Affects: Live siteExpected fix: Timeline currently unknown
Description: Long loading times were observed during testing of several Cactus alignments, so the following measures were adopted to mitigate this.
Cactus alignments accessed via the API are filtered to remove shorter alignment blocks. This may cause Cactus alignments to appear sparse when viewed at larger scales, so please view Cactus alignments at the smallest scale that allows for viewing the feature(s) of interest.
In the image alignment view, gene tracks are switched off by default for all but the current genome. In addition, alternative gene model tracks are switched off by default in the 16-Wheat Cactus alignment. Please switch on gene tracks as needed using the configuration bar at the top of the alignment view.
Because the 16-Wheat Cactus alignment was loaded separately for each component (A, B and D) and non-polyploid genomes were included in alignments for all three components, particularly long loading times were observed when viewing this alignment from non-polyploid genomes, so the Wheat Cactus has been removed from the alignment selection dropdown menu for non-polyploid genomes on the Ensembl Plants website. Their alignments can be viewed from the perspective of polyploid genomes.

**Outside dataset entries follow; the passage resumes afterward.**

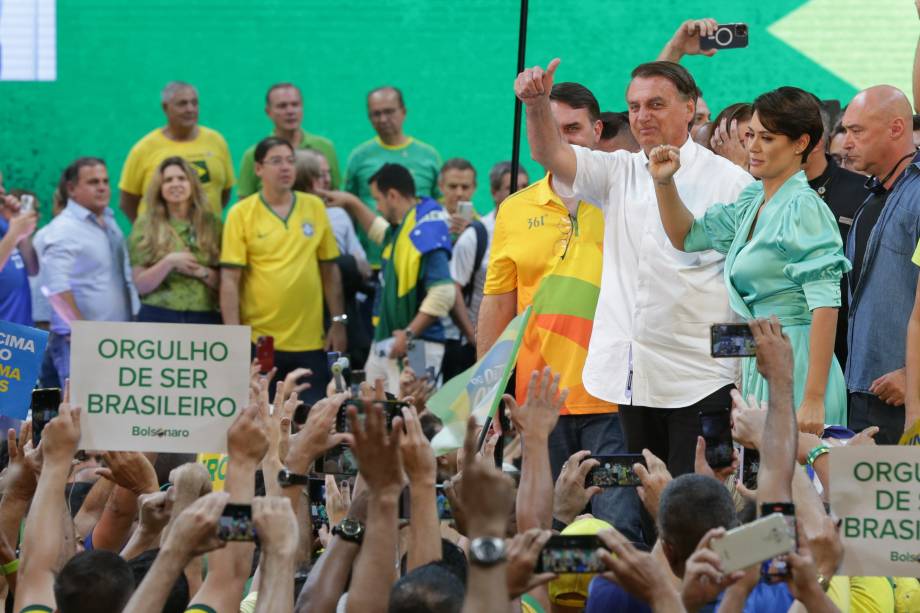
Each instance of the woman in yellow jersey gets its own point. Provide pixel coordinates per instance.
(174, 248)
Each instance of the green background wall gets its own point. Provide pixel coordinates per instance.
(455, 62)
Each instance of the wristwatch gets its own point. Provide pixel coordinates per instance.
(487, 551)
(288, 479)
(350, 530)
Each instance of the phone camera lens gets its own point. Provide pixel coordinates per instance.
(724, 36)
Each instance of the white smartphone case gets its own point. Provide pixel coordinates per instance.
(754, 542)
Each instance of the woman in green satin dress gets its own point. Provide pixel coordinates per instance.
(783, 252)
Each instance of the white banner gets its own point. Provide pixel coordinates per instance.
(875, 491)
(158, 387)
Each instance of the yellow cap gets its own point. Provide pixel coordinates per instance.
(571, 589)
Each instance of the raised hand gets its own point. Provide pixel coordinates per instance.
(535, 84)
(377, 451)
(570, 496)
(663, 162)
(418, 458)
(522, 555)
(194, 532)
(686, 40)
(131, 470)
(654, 480)
(538, 416)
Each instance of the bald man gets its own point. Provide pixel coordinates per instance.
(886, 230)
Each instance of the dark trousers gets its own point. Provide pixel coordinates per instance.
(868, 410)
(601, 435)
(315, 361)
(670, 433)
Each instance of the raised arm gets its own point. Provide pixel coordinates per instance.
(676, 218)
(533, 87)
(44, 531)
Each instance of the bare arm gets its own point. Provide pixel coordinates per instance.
(533, 87)
(129, 204)
(495, 312)
(912, 397)
(44, 531)
(778, 446)
(65, 306)
(461, 316)
(821, 351)
(677, 220)
(230, 294)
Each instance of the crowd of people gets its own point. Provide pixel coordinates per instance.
(649, 226)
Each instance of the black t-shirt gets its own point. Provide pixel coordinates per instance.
(844, 192)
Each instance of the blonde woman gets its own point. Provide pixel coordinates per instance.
(174, 249)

In an issue unrelated to loading time, the 16-Wheat Cactus alignment has in effect 3 species trees — one per genome component — so this alignment has a single dummy species tree to facilitate access to the alignment, which is hidden from view on the Ensembl Plants website. The full Wheat Cactus species tree can be accessed via the Compara API or from the Plants species-tree location on the Ensembl Genomes FTP site: http://ftp.ensemblgenomes.org/pub/release-60/plants/compara/species_trees/16_wheat_Cactus_default.nh
We aim to address these issues more comprehensively in Ensembl 114 and subsequent releases.

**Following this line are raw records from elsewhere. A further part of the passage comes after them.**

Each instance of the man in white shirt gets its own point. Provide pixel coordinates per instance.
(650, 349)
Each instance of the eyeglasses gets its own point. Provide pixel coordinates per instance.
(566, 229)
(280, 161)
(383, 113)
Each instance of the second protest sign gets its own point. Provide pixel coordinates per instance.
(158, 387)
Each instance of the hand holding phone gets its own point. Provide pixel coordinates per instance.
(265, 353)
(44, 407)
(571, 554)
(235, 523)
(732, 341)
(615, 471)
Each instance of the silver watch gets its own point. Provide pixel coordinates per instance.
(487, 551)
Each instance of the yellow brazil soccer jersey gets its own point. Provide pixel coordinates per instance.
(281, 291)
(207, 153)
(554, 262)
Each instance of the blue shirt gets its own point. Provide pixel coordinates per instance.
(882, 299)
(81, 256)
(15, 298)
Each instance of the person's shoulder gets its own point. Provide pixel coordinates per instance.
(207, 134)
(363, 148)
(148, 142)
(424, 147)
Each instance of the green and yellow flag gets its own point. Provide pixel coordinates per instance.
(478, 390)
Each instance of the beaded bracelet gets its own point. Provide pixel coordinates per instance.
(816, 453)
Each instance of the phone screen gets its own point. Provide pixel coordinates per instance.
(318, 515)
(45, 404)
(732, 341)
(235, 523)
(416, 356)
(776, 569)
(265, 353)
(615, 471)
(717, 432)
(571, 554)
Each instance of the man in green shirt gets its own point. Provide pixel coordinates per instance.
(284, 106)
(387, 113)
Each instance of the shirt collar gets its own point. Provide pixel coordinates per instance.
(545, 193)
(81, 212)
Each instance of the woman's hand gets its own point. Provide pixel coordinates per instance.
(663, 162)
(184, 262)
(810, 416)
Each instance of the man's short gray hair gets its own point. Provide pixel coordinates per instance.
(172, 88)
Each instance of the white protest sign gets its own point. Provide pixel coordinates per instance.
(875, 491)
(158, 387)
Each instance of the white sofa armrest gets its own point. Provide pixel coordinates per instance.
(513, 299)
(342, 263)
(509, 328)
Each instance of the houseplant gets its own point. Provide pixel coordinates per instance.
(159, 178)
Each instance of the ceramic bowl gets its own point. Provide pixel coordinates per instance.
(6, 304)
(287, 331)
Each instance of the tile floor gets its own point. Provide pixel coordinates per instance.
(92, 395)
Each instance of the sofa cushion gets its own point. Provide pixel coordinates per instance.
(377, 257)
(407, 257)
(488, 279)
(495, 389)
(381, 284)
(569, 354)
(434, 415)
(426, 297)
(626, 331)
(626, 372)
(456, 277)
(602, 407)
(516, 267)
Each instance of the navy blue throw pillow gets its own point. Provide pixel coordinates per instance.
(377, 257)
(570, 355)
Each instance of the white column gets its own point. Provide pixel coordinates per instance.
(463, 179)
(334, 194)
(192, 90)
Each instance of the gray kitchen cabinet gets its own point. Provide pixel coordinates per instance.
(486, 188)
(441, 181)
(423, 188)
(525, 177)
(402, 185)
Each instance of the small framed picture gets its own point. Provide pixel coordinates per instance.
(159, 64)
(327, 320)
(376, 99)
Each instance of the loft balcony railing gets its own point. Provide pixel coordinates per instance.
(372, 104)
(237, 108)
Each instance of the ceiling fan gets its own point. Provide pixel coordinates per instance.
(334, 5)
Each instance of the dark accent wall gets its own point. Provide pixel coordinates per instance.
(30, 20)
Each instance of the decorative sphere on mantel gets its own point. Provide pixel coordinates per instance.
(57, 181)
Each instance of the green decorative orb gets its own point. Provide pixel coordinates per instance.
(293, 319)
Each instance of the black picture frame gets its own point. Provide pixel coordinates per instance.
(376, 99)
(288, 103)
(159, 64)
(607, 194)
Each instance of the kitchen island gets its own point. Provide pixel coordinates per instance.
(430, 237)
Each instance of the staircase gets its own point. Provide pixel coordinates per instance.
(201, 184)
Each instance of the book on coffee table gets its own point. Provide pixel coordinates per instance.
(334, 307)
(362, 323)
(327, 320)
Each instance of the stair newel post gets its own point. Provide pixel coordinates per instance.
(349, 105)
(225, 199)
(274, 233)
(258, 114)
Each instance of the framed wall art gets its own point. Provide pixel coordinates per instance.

Workaround: There is currently no workaround.

Incorrect allele and genotype frequency in Watkins Collection

Affects: Ensembl Plants 60Expected fix: Ensembl Plants 61
Description: Approximately 1% of the wheat variants that were loaded from the Watkins Collection has an incorrect allele and genotype frequency. This results from sample overlap between the Axiom and the Watkins Collection.
Workaround: There is currently no workaround.